For the most part, lawmakers say, Congress already operates in a much more open fashion than the other branches of the federal government. Most congressional proceedings are conducted in open session, sometimes widely broadcast, and lawmakers are accountable to the voters at election time. Some argue that requiring members of Congress to make their correspondence public could chill their ability to communicate freely with constituents who might not want their views or requests widely exposed.
"I don't want to sound like we're separating ourselves from other groups, but there is a reason that you protect constituent correspondence, so it's a little different kettle of fish," said Sen. Jeff Flake, R-Ariz.
A provision in the Constitution known as the "speech or debate" clause provides members of Congress with immunity for their legislative acts and has been generally interpreted to give them broad control over their records, although it's been challenged in court during recent corruption investigations. Additionally, because executive branch agencies are bound by the Freedom of Information Act, correspondence between a lawmaker and, say, the Interior Department can be accessed by the public.
The exemptions Congress grants itself aren't just about records. Lawmakers have spared themselves from many other laws that cover the rest of society, including those governing workplace health and safety, civil rights and discrimination. When Republicans took control of Congress in 1994 they sought to eliminate the perception that lawmakers played by different rules. They announced, as Item 1 in their "Contract with America," plans to require that all laws that apply to the rest of the country apply to Congress, too.
The concept was enshrined in the Congressional Accountability Act of 1995. But issues like open records weren't covered.
The controversy over Clinton's emails has drawn plenty of attention on Capitol Hill. Some has been contentious, such as House Republicans signaling plans to expand their Benghazi inquiry. Then there are a few senators who have been pressed to admit — or perhaps boast — that they rarely if ever use email.
Yet there's little sign the flap will prompt much self-reflection or change on Capitol Hill. Lawmakers and aides in both parties say there's been no such talk. A spokesman for Rep. Trey Gowdy, R-S.C., who is spearheading the hunt for Clinton's emails as head of the Benghazi inquiry committee, indicated the congressman has no interest in changing the rules on lawmakers' emails, including his own.

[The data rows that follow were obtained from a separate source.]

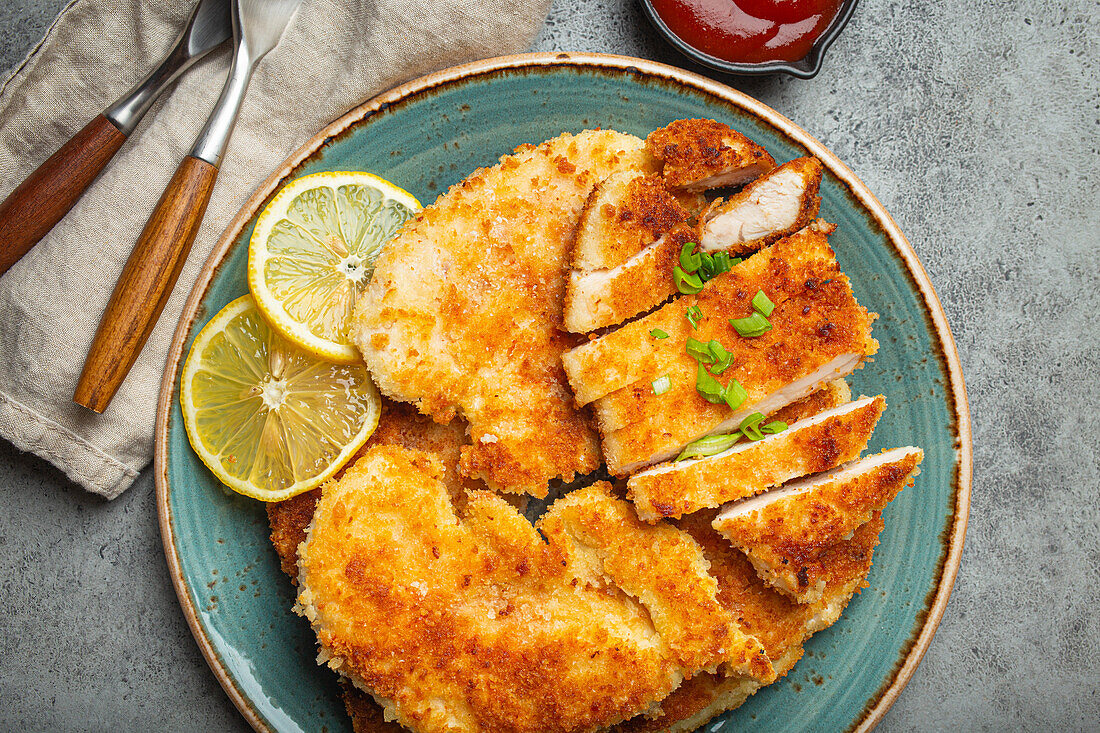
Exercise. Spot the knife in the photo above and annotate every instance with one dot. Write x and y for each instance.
(47, 194)
(153, 267)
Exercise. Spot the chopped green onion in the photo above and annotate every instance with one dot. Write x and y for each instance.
(735, 394)
(762, 303)
(722, 358)
(719, 263)
(686, 283)
(750, 426)
(694, 315)
(699, 351)
(706, 266)
(708, 446)
(751, 327)
(707, 386)
(690, 262)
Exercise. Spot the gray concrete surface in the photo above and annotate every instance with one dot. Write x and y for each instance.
(978, 126)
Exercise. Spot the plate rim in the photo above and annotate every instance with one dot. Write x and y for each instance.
(876, 707)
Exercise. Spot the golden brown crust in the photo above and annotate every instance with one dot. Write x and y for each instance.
(398, 425)
(760, 208)
(816, 320)
(787, 538)
(463, 314)
(814, 446)
(663, 569)
(602, 298)
(781, 624)
(366, 715)
(625, 212)
(507, 632)
(705, 154)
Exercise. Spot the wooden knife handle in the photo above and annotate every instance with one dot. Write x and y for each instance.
(47, 194)
(145, 283)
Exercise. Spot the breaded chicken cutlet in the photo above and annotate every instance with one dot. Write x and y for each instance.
(702, 154)
(777, 204)
(785, 532)
(816, 444)
(781, 624)
(398, 425)
(477, 623)
(818, 334)
(640, 275)
(463, 315)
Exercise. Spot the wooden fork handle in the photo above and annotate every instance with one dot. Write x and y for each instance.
(145, 283)
(47, 194)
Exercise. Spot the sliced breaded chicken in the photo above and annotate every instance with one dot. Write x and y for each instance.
(774, 205)
(463, 314)
(398, 425)
(701, 154)
(785, 532)
(625, 212)
(777, 205)
(816, 444)
(781, 624)
(818, 334)
(662, 568)
(479, 623)
(833, 394)
(604, 297)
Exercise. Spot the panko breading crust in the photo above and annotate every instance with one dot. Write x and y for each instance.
(487, 626)
(463, 314)
(781, 624)
(700, 154)
(821, 444)
(817, 328)
(785, 538)
(625, 212)
(605, 297)
(398, 425)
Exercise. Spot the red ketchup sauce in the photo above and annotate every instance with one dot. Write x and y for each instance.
(749, 31)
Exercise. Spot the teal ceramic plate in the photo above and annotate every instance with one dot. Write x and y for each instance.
(429, 134)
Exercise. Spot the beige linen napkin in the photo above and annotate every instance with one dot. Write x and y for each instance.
(333, 55)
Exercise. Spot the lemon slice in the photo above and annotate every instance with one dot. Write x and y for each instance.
(312, 252)
(267, 418)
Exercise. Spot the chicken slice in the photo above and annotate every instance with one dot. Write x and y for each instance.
(784, 532)
(604, 297)
(475, 622)
(816, 444)
(463, 315)
(625, 212)
(769, 208)
(661, 567)
(774, 205)
(701, 154)
(818, 334)
(781, 624)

"There is a difference between the executive branch, which has the tremendous power to enforce laws, and the legislative branch," said spokesman Jamal Ware, adding elections every two years put the House closer to the people and subject to greater scrutiny.
Democratic Sen. Richard Blumenthal of Connecticut said in response to a question on the matter: "I'm ready to be bound by the same disclosure requirements that apply to other branches of the government." But he added, "I haven't heard anything about it until your question."